Process of Possible to Balance Transfer and Top Up Loan to be followed:
Personal loan balance transfer process usually involves the following steps that are required to be followed for a successful and beneficial venture:
- Check the current interest rate that the borrower can get for the personal loan with other lenders and calculate the interest savings.
- Evaluate the estimated cost of the loan transfer taking into account various charges and fees that might be applicable.
- Consider the net benefits and finalize whether the borrower want to opt for the balance transfer or not. Shortlist a few lenders that you may want to transfer your existing loan to.
- Compare the interest rates offered by the shortlisted lenders, the loan amount eligibility and the loan process.
- After the finalisation of the new lender and decide to go ahead with the transfer, apply for a foreclosure letter from the existing lender.
- Start the application process with the new lender.
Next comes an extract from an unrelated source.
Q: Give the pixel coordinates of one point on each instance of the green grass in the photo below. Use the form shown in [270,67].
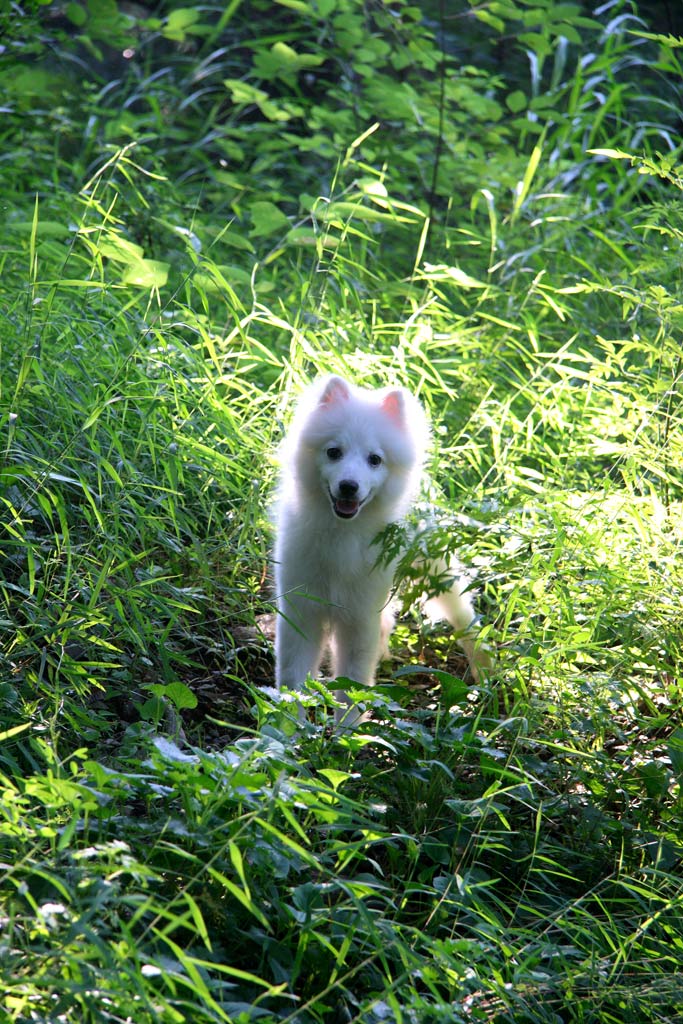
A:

Submit the loan documents along with the complete record of repayments of all EMIs in form of loan account statement.
- Accept the sanction letter and execute the new loan agreement with the new lender.
- Take a disbursement (of the outstanding loan amount that has to be paid to the previous lender) from the new lender through a bankers’ cheque or demand draft in favour of the previous lender.
- Once the previous lender receives the outstanding loan amount, they will cancel all the cheques and ECS and close your personal loan account.
- Once the above processes are completed the top up loan amount is credited directly to the bank account of the borrower.